Он засмеялся. У него были обвисшие усы и физиономия старого служаки; от густого смеха скулы у него покраснели, щеки покрылись мелкими лиловыми прожилками, которые, ветвясь, добежали до белков глаз и замутили взгляд, по-отечески добрый, но лукавый.
— Меня в мастерские перевели, — объяснил он и поиграл плечами. — А ведь я так привык к господину Жаку! Ну да ладно, — добавил он, уходя, — жизнь есть жизнь, чего на нее жаловаться… Привет господину Тибо передайте, не в службу, а в дружбу, — скажите, от дядюшки Леона, он меня знает!
— Славный старикан, — сказал Антуан, когда тот вышел.
Ему захотелось продолжить прерванный разговор.
— Я могу, если хочешь, передать ему письмо от тебя, — сказал он. И так как Жак не понимал, о чем идет речь, добавил: — Разве ты не хотел бы черкнуть несколько слов Фонтанену?
Он упорно пытался уловить на этом невозмутимом лице хоть какой-то намек на чувство, какую-то память о прошлом, — все было напрасно. Юноша помотал головой, на этот раз без улыбки:
— Нет, спасибо. Мне нечего ему сказать. Это все быльем поросло.
Антуан больше не настаивал. Он устал. К тому же и времени оставалось мало; он вынул часы.
— Половина одиннадцатого, через пять минут мне надо идти.
Тут Жак внезапно смутился; казалось, он хочет что-то сказать. Стал спрашивать брата, как его здоровье, когда отправляется поезд, как у него дела с экзаменами.
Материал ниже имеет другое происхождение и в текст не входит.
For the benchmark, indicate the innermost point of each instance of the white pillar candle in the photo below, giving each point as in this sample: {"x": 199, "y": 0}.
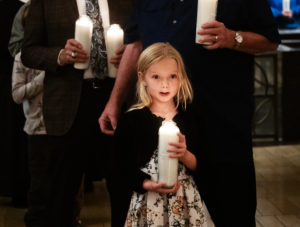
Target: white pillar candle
{"x": 83, "y": 34}
{"x": 286, "y": 5}
{"x": 207, "y": 10}
{"x": 167, "y": 167}
{"x": 114, "y": 40}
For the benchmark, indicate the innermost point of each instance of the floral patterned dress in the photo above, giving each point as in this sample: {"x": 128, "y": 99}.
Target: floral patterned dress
{"x": 152, "y": 209}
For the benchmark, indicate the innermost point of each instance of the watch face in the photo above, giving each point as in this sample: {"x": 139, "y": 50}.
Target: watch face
{"x": 238, "y": 37}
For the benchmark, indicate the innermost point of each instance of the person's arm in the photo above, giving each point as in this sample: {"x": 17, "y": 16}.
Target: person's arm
{"x": 38, "y": 52}
{"x": 126, "y": 78}
{"x": 21, "y": 88}
{"x": 222, "y": 37}
{"x": 296, "y": 8}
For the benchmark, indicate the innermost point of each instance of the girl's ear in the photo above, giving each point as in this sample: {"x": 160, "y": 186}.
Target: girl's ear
{"x": 141, "y": 78}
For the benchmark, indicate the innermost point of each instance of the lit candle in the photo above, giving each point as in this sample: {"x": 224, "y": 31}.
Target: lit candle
{"x": 83, "y": 34}
{"x": 207, "y": 10}
{"x": 167, "y": 167}
{"x": 286, "y": 5}
{"x": 114, "y": 40}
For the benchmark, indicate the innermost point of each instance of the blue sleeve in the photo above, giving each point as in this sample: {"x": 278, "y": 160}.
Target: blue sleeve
{"x": 276, "y": 7}
{"x": 296, "y": 8}
{"x": 261, "y": 20}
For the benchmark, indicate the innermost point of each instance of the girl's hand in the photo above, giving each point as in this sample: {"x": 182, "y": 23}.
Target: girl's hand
{"x": 179, "y": 149}
{"x": 154, "y": 186}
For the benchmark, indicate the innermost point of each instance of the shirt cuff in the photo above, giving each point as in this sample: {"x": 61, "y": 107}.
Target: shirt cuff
{"x": 58, "y": 61}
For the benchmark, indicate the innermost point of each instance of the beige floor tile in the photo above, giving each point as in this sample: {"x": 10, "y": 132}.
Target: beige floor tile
{"x": 289, "y": 220}
{"x": 269, "y": 221}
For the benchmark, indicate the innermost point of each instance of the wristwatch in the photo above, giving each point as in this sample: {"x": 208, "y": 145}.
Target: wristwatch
{"x": 238, "y": 39}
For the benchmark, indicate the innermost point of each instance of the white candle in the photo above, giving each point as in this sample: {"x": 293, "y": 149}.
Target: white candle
{"x": 207, "y": 10}
{"x": 286, "y": 5}
{"x": 167, "y": 167}
{"x": 114, "y": 40}
{"x": 83, "y": 34}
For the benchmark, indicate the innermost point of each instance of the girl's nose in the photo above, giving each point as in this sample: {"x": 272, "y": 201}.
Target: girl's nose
{"x": 165, "y": 83}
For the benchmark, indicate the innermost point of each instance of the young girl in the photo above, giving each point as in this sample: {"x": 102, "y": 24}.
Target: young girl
{"x": 164, "y": 92}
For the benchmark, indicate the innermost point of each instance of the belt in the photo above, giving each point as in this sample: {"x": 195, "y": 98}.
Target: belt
{"x": 96, "y": 83}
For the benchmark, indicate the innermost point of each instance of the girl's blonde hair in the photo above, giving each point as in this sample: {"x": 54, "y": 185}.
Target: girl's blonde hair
{"x": 155, "y": 53}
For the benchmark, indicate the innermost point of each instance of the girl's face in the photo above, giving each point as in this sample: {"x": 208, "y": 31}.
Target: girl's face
{"x": 162, "y": 81}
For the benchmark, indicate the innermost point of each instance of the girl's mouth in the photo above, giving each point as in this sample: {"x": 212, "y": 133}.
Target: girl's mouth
{"x": 164, "y": 93}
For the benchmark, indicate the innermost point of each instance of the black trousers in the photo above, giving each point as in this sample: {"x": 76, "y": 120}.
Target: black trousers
{"x": 57, "y": 163}
{"x": 226, "y": 170}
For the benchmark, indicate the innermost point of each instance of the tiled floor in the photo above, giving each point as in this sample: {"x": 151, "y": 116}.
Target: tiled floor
{"x": 278, "y": 193}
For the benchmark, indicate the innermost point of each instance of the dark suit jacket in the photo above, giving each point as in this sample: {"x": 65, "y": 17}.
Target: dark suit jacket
{"x": 50, "y": 23}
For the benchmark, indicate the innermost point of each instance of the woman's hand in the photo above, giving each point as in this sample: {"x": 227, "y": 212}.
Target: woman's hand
{"x": 216, "y": 33}
{"x": 72, "y": 53}
{"x": 159, "y": 187}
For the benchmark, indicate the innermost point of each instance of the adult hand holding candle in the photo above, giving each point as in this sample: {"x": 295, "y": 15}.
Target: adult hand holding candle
{"x": 285, "y": 5}
{"x": 207, "y": 10}
{"x": 167, "y": 167}
{"x": 83, "y": 34}
{"x": 114, "y": 40}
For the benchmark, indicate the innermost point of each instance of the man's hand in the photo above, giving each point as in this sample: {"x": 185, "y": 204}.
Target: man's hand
{"x": 116, "y": 59}
{"x": 108, "y": 119}
{"x": 72, "y": 53}
{"x": 287, "y": 13}
{"x": 216, "y": 33}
И когда Антуан встал, его поразило, как горестно Жак вздохнул:
— Уже! Посиди еще немного…
Антуан подумал, что Жака огорчает его холодность, что, может быть, приезд брата доставил малышу куда больше радости, чем это могло показаться по его виду.
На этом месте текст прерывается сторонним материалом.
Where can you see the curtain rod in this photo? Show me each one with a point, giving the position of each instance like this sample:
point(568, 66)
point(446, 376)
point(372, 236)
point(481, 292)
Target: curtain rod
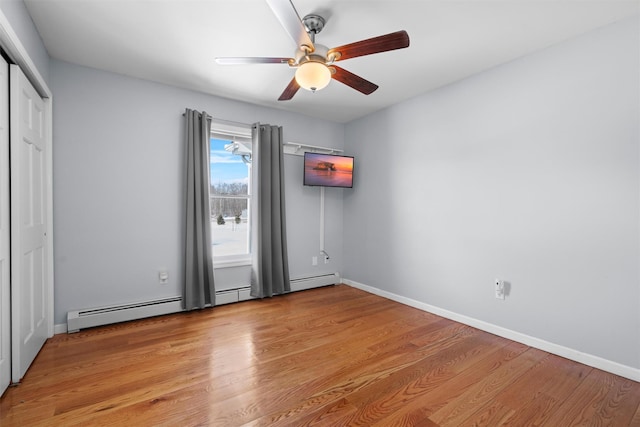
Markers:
point(208, 116)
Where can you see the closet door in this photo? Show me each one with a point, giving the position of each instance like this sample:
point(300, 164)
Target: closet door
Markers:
point(29, 256)
point(5, 262)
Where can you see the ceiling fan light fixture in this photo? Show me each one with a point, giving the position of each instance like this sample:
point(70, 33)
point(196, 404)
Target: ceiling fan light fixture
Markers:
point(313, 76)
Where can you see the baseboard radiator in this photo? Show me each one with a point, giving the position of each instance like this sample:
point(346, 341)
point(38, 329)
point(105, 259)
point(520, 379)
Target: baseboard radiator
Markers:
point(303, 283)
point(92, 317)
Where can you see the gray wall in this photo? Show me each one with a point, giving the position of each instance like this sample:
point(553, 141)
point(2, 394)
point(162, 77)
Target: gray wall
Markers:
point(18, 16)
point(528, 172)
point(117, 187)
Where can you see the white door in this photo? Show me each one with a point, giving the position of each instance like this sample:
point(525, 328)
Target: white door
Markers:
point(29, 261)
point(5, 260)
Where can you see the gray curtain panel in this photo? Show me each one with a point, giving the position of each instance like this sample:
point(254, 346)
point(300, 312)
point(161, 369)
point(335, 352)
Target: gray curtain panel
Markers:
point(270, 265)
point(199, 291)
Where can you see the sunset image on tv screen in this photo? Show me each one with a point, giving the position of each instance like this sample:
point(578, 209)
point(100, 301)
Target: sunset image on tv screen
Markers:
point(328, 170)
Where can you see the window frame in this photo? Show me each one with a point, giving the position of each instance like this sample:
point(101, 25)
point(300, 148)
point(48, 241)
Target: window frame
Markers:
point(238, 135)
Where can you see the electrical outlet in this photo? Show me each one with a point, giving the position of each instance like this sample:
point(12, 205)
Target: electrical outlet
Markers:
point(499, 288)
point(163, 277)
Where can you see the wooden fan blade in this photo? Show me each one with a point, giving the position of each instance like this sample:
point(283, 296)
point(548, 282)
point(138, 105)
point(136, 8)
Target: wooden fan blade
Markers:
point(251, 60)
point(392, 41)
point(352, 80)
point(286, 13)
point(290, 90)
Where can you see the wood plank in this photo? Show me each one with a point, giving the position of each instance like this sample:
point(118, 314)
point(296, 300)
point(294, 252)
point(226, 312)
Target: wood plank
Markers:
point(329, 356)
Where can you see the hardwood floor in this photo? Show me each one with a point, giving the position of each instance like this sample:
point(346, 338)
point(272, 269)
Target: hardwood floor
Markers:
point(329, 356)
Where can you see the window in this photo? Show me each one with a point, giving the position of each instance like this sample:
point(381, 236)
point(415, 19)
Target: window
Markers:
point(230, 166)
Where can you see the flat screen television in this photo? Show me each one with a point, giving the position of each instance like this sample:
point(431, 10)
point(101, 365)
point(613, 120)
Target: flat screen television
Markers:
point(328, 170)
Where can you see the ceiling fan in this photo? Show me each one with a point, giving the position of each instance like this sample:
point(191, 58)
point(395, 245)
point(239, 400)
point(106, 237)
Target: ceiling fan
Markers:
point(315, 63)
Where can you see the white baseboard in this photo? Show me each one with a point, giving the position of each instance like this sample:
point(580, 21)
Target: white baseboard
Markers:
point(568, 353)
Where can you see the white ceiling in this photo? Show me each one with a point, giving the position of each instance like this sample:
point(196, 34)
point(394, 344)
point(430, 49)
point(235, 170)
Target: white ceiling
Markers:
point(175, 42)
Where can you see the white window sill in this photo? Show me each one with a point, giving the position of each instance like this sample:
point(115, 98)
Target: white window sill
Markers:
point(245, 262)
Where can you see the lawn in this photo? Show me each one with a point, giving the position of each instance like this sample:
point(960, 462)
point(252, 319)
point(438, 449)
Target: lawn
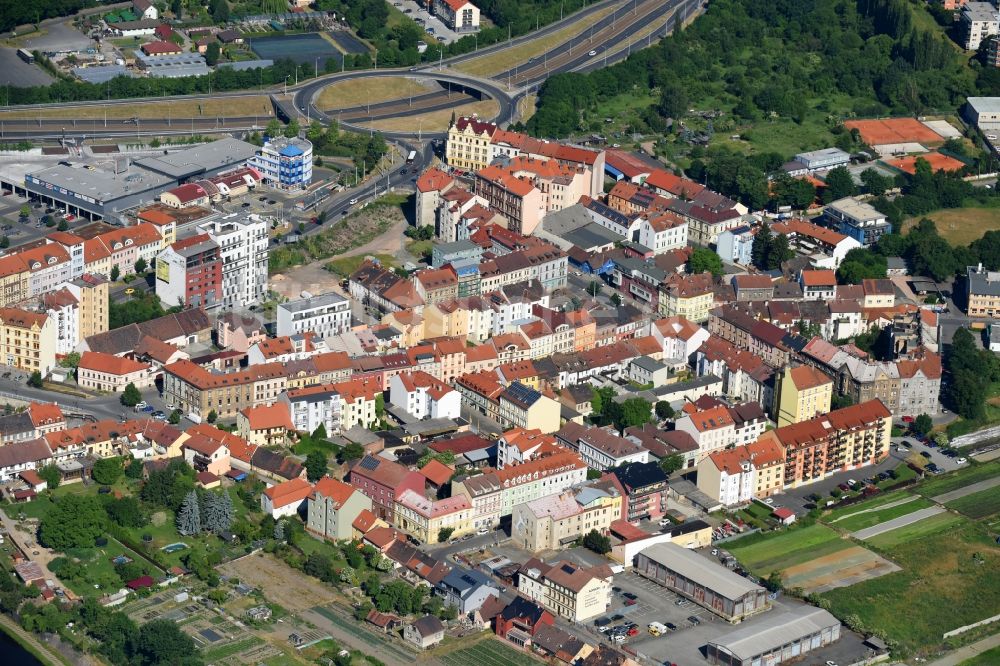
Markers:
point(988, 658)
point(955, 480)
point(978, 505)
point(768, 552)
point(961, 226)
point(862, 520)
point(940, 588)
point(915, 531)
point(357, 92)
point(490, 652)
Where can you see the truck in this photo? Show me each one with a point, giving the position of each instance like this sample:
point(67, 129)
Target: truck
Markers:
point(657, 628)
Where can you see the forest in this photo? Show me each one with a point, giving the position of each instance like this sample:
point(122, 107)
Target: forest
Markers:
point(781, 58)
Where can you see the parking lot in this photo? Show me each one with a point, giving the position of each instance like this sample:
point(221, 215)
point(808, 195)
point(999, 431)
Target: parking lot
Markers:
point(431, 23)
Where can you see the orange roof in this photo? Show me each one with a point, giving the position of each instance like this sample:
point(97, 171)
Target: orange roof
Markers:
point(433, 180)
point(807, 377)
point(288, 492)
point(22, 318)
point(268, 417)
point(110, 364)
point(437, 472)
point(520, 187)
point(338, 491)
point(819, 278)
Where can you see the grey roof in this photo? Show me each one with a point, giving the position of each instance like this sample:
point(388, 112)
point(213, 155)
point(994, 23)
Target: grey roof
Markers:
point(304, 304)
point(701, 570)
point(775, 630)
point(591, 236)
point(201, 159)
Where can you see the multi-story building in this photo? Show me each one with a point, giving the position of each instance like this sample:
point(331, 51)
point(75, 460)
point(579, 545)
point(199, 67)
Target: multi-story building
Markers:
point(858, 220)
point(569, 590)
point(643, 488)
point(384, 482)
point(459, 15)
point(983, 292)
point(848, 438)
point(27, 340)
point(980, 20)
point(326, 316)
point(803, 392)
point(424, 518)
point(242, 241)
point(550, 522)
point(189, 273)
point(285, 164)
point(333, 507)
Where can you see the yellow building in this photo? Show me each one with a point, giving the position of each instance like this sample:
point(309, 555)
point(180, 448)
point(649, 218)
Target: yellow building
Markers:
point(468, 144)
point(550, 522)
point(27, 340)
point(424, 519)
point(804, 393)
— Ты рад, что я приехал? — пробормотал он смущенно.
Жак будто ушел в какие-то свои мысли; он вздохнул, удивился и ответил с вежливой улыбкой:
— Конечно, я очень рад, спасибо тебе.
— Ну ладно, я постараюсь приехать еще, до свиданья, — сказал Антуан сердито. Собрав всю свою проницательность, он еще раз посмотрел младшему брату в глаза; в нем опять пробудилась нежность.
— Я часто думаю о тебе, малыш, — отважился он. — Все время боюсь, что тебе здесь плохо…
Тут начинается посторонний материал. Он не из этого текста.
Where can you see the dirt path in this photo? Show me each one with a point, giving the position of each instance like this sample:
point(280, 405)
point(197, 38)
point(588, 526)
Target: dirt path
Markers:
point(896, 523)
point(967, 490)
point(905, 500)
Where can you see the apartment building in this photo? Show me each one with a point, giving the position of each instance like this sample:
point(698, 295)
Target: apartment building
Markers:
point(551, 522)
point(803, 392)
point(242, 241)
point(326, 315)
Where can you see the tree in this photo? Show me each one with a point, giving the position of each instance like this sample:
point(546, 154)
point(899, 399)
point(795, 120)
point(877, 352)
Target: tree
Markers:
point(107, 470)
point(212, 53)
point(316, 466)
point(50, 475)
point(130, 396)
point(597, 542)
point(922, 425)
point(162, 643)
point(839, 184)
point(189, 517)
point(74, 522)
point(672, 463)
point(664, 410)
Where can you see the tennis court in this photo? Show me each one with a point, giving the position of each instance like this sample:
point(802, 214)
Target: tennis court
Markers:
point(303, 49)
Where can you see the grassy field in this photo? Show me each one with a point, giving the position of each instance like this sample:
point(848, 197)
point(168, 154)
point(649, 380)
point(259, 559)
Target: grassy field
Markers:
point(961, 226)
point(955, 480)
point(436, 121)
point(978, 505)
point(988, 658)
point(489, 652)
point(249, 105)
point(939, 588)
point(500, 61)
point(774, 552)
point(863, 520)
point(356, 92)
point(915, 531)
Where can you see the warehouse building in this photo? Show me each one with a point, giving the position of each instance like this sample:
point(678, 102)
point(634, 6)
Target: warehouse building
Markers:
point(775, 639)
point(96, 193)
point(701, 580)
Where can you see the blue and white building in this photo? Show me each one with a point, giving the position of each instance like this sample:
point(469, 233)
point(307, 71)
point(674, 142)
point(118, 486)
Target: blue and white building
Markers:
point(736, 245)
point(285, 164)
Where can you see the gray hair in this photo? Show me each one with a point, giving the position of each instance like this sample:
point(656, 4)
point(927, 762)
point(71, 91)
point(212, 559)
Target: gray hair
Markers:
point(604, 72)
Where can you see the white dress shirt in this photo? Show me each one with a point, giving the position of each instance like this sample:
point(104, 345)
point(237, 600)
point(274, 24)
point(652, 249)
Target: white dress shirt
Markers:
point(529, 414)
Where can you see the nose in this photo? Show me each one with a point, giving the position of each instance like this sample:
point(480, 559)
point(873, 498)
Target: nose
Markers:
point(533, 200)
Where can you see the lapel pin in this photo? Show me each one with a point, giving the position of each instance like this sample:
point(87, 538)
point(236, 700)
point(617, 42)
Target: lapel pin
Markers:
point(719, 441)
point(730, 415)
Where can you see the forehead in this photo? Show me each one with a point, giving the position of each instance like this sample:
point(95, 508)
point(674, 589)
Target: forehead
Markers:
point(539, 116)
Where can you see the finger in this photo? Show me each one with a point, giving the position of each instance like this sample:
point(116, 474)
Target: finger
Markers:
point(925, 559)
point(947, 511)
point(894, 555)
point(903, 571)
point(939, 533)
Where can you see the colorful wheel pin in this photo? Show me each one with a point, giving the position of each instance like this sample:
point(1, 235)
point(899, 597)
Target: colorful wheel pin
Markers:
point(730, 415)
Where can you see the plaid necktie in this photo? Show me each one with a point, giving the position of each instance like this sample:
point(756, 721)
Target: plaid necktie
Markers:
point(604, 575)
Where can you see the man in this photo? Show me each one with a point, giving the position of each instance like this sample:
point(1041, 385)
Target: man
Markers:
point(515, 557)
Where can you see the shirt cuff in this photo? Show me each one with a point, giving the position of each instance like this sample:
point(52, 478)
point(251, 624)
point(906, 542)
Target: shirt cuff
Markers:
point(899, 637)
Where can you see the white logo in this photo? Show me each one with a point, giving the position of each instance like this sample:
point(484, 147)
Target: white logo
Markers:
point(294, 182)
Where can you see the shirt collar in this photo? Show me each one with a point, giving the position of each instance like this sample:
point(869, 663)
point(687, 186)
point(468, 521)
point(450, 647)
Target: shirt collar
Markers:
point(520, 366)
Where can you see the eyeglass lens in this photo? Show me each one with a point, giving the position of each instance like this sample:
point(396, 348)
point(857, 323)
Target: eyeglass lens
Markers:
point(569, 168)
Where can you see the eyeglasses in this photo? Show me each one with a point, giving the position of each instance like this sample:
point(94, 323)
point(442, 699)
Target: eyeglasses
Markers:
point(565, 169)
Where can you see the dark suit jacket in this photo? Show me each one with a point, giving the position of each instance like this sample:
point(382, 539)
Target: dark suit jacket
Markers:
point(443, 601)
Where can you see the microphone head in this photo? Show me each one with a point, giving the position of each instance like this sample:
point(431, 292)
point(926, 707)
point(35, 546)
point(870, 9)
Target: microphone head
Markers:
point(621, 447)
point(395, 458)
Они были возле двери. Антуан схватил брата за руку.
— Ты мне сказал бы, правда?
У Жака сделалось смущенное лицо. Он наклонился, будто хотел в чем-то признаться. И наконец, решившись, быстро проговорил:
— Хорошо, если б ты дал что-нибудь Артюру, служителю… Он такой старательный…
И, видя, что Антуан озадачен и колеблется, добавил:
— Дашь?
— А неприятностей не будет? — спросил Антуан.
— Нет, нет. Будешь уходить, скажи ему "до свиданья", только повежливее, и сунь тихонько на чай… Сделаешь?
В голосе его звучала почти что мольба.
— Ну конечно. Но ты все-таки мне скажи, не нужно ли тебе чего. Ответь… тебе здесь не очень худо?
— Да нет же! — отозвался Жак с едва уловимой ноткой раздражения. Потом, опять понизив голос, спросил: — Сколько ты ему дашь?
— Да я не знаю. Сколько? Десяти франков хватит? Или, может, двадцать дать?
— Да, конечно, двадцать франков! — воскликнул Жак с радостным смущением. — Спасибо, Антуан.